All of lore.kernel.org
 help / color / mirror / Atom feed
From: Andrew Cooper <andrew.cooper3@citrix.com>
To: Joao Martins <joao.m.martins@oracle.com>, xen-devel@lists.xen.org
Cc: Haozhong Zhang <haozhong.zhang@intel.com>,
	Keir Fraser <keir@xen.org>, Jan Beulich <jbeulich@suse.com>
Subject: Re: [PATCH RFC 0/6] x86/time: PVCLOCK_TSC_STABLE_BIT support
Date: Tue, 29 Dec 2015 14:58:51 +0000	[thread overview]
Message-ID: <56829FAB.1060008@citrix.com> (raw)
In-Reply-To: <1451321985-13728-1-git-send-email-joao.m.martins@oracle.com>

On 28/12/2015 16:59, Joao Martins wrote:
> Hey!
>
> I've been working on pvclock vdso support on Linux guests, and came
> across Xen lacking support for PVCLOCK_TSC_STABLE_BIT flag which is
> required for vdso as of the latest pvclock ABI shared with KVM.

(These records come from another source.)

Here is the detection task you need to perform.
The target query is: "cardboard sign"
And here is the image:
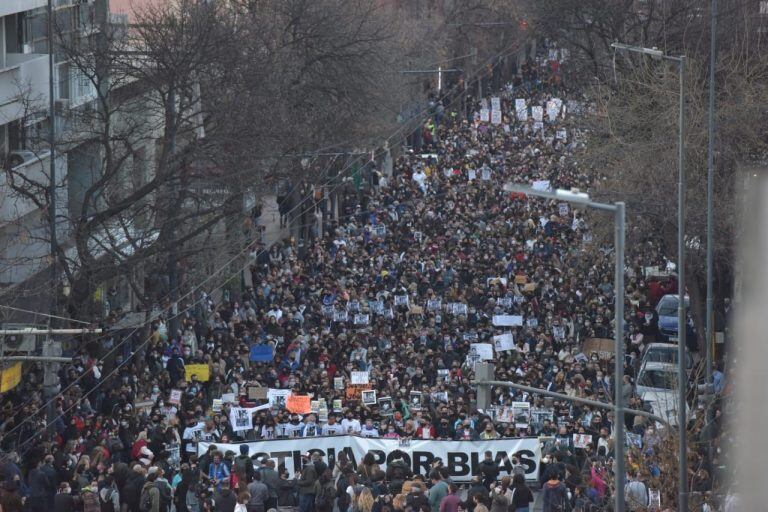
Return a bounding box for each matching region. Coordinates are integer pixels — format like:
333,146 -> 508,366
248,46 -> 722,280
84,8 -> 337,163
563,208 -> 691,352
285,395 -> 312,414
379,396 -> 395,416
512,402 -> 531,428
248,386 -> 268,400
344,384 -> 368,400
184,364 -> 211,382
573,434 -> 592,448
168,389 -> 181,405
410,391 -> 422,411
267,388 -> 291,409
581,338 -> 614,359
362,389 -> 376,405
0,363 -> 20,393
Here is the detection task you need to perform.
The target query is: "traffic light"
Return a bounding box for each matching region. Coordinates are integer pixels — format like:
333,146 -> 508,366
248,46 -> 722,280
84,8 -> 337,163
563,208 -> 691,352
475,362 -> 495,411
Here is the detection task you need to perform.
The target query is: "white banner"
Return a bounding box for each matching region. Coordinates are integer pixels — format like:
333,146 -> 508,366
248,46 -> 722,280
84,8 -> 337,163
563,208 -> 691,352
492,315 -> 523,327
197,435 -> 541,482
515,98 -> 528,121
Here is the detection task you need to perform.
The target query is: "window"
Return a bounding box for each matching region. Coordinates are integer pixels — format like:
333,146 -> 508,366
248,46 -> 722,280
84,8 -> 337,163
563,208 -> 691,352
640,370 -> 677,389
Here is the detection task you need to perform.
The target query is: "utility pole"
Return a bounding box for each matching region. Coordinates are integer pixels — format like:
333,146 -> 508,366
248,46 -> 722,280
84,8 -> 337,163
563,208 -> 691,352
43,0 -> 61,434
704,0 -> 717,463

, and originally borrowed from Xen.

Please be aware that all of this was originally the Xen ABI (c/s 
1271b793, 2005) and was added to Linux (c/s 7af192c, 2008) for join use 
with KVM.  In particular, Linux c/s 424c32f1a (which introduces 'flags') 
and every subsequent change in pvclock-abi.h violates the comment at the 
top, reminding people that the hypervisors must be kept in sync.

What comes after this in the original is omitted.